Hina ran forward, knife held low, her mind clear now. She thrust the knife into the thing's side, and it shrieked, jerking back and pulling the knife from her hand. Kai's poker struck it on the head and the thing fell to the ground, its long tail twitching.

The rat-thing chittered faintly and then let out a gasping moan and went still.

One arm leaned against the wall for balance, Hina reached down to retrieve her knife from the thing's thick grey fur. She wiped it off and put it back into her belt.

"I—" Kai's face was red and his breath came hard and fast. He slid down to sit his back against the wall of the corridor, within reach of the thing on the ground. The poker clattered to the floor.

"Are you okay?" Something hard rose in Hina's throat. "Are you injured?"

"No. No, I'm—I'm fine." His chest rose and fell and his head drooped. "It didn't get me."

"Hey, hey." Hina crouched down next to him, squeezed a shoulder. "It's okay. You're okay."

"What—what was that thing? Why was it trying to kill us?"

Hina shook her head. "I don't know, Kai."

"I never—"

"We tried talking to it, and it tried to kill us. We did everything we could."

"Yeah." Kai sniffed. "Yeah, I guess."

"Come on, we can't stay here. We need to keep moving. There might be more of them." She shivered. "Or other, worse things."

"Yeah, okay." He grabbed the thing's spear and pushed himself up onto his feet. Hina bent to pick up the poker.

Quiet footsteps echoed from up the corridor to the right—the way back to the ladder. "Come on, let's keep moving," Hina said.

The next intersection had passages branching off in both directions. There was nothing visible in either one, just more bare stone walls that curved away into the mist.

"Do you think anybody else is down here?" Hina said. "Any people, I mean."

"What'd they be doing? It's just corridors. Endless."

"Maybe there are things down the passages we aren't going down. Maybe we're on the main road, and everything that matters is on the side roads."

"Should we try one? Just to see?"

"We could mark the floor so we can find our way back." She scraped the tip of the iron poker against the stone of the floor. It left behind a white mark. "It'll do."

As she stepped into the corridor to the left, Hina saw it out of the corner of her eye. A figure. Beyond the edge of the mist, and tall—nearly tall enough to touch the ceiling high above them. It was all black against the grey fog, with something red where its face should be.

When she turned her head to look at it directly, it was gone.

"I saw it," Hina said. "Just for a moment."

Kai sighed. "I hoped I was seeing things."

"Let's... let's keep moving."

The side passage branched too, every hundred meters or so, another hall branched off. These all ran in the same direction that Hina and Kai travelled. Footsteps echoed behind them.

Hina scraped lines on the floor at every intersection, pointing back the way they'd come.

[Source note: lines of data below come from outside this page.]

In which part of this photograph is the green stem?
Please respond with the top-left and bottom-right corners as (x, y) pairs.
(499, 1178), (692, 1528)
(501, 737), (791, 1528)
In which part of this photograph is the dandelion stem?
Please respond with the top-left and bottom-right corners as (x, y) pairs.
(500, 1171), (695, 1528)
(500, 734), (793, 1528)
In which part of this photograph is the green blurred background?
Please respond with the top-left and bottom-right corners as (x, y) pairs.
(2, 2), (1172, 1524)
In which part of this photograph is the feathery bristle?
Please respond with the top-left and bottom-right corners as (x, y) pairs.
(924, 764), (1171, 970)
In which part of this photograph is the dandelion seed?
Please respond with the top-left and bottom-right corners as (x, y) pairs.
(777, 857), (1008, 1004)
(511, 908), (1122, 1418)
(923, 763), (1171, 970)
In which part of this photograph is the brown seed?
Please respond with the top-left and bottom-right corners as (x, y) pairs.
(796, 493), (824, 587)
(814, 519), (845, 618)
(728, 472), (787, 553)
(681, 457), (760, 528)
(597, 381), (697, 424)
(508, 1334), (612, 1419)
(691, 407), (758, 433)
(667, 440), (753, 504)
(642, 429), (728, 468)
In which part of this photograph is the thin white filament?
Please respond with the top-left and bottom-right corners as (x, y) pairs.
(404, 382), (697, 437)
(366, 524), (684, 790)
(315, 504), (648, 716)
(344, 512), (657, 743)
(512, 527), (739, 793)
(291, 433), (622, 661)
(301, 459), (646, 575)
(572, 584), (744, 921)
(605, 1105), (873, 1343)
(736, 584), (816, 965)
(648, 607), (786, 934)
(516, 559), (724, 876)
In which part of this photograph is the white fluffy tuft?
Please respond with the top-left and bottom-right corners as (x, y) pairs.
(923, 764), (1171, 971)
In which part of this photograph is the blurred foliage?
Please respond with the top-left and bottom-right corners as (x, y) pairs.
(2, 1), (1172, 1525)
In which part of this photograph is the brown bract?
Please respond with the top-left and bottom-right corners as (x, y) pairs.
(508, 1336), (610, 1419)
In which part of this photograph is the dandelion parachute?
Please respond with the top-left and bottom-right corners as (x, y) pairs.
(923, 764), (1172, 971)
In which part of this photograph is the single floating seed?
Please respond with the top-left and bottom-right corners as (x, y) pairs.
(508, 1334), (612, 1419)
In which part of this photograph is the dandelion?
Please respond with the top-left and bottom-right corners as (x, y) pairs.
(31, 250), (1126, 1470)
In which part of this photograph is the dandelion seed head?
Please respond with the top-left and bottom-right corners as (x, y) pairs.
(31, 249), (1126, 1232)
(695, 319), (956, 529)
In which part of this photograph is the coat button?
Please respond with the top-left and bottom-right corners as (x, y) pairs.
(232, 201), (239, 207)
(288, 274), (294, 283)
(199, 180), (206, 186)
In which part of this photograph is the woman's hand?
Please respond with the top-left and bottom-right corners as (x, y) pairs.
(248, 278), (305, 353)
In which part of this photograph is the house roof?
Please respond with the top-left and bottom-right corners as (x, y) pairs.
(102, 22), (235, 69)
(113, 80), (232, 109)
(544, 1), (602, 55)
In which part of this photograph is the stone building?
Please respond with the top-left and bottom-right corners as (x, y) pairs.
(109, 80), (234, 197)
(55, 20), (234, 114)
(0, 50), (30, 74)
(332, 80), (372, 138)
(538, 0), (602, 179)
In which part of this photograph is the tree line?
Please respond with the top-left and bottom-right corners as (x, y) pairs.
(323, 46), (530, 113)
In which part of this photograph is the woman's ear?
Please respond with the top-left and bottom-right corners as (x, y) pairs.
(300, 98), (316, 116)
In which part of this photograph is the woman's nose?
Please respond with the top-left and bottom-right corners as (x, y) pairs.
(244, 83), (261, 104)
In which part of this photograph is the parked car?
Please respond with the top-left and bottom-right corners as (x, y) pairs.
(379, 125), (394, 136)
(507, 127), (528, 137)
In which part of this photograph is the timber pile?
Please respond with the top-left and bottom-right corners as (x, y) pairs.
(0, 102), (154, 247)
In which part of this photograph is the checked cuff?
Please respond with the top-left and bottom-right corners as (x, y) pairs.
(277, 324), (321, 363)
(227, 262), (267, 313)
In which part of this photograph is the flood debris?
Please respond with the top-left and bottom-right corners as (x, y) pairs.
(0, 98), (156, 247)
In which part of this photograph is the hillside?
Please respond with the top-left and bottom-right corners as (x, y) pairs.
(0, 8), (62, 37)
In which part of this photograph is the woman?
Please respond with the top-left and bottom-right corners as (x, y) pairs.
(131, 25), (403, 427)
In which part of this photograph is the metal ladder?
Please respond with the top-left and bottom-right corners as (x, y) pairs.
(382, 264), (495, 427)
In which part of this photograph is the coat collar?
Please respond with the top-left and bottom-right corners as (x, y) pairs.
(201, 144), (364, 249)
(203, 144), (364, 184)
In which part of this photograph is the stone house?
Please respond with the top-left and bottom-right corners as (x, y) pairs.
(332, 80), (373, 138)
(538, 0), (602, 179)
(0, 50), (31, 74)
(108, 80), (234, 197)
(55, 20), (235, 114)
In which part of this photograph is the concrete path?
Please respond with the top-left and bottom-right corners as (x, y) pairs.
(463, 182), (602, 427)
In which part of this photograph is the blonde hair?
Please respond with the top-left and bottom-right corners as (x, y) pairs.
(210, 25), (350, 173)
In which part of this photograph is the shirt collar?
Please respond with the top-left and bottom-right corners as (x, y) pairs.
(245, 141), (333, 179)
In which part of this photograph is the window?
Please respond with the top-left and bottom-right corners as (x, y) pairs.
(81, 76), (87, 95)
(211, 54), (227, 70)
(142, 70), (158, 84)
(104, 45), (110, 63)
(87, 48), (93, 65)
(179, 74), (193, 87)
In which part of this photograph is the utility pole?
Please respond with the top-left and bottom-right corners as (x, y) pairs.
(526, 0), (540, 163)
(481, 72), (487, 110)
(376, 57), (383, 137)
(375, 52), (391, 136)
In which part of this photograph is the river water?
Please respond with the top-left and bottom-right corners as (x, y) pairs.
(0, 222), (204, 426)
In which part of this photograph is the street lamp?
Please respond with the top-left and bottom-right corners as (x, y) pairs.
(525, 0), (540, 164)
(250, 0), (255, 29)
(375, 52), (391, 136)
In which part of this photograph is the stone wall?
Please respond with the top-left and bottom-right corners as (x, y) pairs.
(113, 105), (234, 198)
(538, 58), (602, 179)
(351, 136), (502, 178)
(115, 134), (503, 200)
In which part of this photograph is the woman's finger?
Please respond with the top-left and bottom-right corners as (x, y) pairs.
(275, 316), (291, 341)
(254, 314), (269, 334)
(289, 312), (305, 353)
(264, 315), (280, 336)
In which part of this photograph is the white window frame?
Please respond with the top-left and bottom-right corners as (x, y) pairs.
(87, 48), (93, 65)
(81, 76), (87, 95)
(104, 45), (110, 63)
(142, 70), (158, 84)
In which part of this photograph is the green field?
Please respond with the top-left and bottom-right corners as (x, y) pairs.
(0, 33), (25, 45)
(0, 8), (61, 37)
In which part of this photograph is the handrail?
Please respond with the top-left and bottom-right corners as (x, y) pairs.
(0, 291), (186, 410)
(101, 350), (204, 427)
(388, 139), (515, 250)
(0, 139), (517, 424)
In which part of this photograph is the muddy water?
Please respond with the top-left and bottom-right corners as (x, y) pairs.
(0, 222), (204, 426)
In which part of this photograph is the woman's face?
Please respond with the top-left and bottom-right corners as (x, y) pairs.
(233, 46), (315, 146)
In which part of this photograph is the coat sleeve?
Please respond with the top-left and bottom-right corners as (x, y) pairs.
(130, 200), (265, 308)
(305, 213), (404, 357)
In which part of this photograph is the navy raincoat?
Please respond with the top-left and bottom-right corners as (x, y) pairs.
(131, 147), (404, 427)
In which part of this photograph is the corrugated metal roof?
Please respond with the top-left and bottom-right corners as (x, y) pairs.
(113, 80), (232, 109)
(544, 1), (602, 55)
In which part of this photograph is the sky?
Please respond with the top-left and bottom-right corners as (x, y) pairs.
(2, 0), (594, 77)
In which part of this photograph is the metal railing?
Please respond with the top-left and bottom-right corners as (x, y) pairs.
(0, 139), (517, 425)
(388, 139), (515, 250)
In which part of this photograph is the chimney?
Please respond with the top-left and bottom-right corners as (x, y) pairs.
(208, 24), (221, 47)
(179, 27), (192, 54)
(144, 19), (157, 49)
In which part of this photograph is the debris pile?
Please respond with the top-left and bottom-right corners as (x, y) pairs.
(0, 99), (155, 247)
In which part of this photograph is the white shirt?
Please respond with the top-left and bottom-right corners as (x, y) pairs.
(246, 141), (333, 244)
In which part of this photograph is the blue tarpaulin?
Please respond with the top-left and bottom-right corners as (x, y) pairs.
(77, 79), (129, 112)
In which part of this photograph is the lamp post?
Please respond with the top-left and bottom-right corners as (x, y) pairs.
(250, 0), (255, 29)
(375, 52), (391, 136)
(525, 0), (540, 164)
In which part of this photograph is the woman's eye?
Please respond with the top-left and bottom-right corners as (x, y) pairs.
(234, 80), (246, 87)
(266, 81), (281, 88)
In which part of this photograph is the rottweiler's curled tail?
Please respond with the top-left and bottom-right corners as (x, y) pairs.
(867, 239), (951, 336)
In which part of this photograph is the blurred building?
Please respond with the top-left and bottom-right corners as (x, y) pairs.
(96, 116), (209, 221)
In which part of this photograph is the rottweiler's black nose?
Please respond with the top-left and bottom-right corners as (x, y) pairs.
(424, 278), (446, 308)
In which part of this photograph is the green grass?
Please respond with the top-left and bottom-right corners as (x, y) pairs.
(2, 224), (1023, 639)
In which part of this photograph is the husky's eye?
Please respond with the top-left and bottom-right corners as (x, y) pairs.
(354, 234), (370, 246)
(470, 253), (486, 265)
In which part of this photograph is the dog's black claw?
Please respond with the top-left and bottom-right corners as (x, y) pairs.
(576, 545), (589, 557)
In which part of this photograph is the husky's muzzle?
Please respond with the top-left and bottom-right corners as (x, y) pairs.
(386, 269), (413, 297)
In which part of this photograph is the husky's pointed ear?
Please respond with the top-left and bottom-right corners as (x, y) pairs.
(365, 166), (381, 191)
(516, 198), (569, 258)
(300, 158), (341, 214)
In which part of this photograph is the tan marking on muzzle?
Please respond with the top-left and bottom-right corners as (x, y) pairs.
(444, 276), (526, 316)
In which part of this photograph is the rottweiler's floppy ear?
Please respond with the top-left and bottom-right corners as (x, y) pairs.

The footsteps grew louder. A chittering sound came from behind them.

Kai led them on, increasing the pace to a jog that strained Hina's tired legs. He led them past three more intersections.

And then there was a door.

She nearly missed it. It was set into the wall, a pale rectangle, almost the same colour as the stone.

"Inside?" Kai asked.

Hina nodded. "I think so." She reached out and touched the door. It was cool and smooth to the touch. She pulled on the metal ring, the door swung open and they stepped through.

She pulled the door closed behind them, and stood watching it for a long moment. The footsteps grew louder and then stopped.

Hina waited, holding her breath.

The footsteps continued on up the corridor, getting further away. They faded into the distance.

"Wow," Kai's soft voice came from behind her.

The room dwarfed every other room Hina had ever been in. If she couldn't see the near wall stretching up towards the darkness where the ceiling should be, she might have wondered if they'd ended up outside. But no. The sky—the ceiling—was completely empty, but Hina could still see.

The stone of the floor dipped and rose like a natural thing, continuing on in all directions except behind them.

And in the middle distance, rising above the stone, and standing against the dark, was a little wooden cottage. Smoke puffed up from its stone chimney.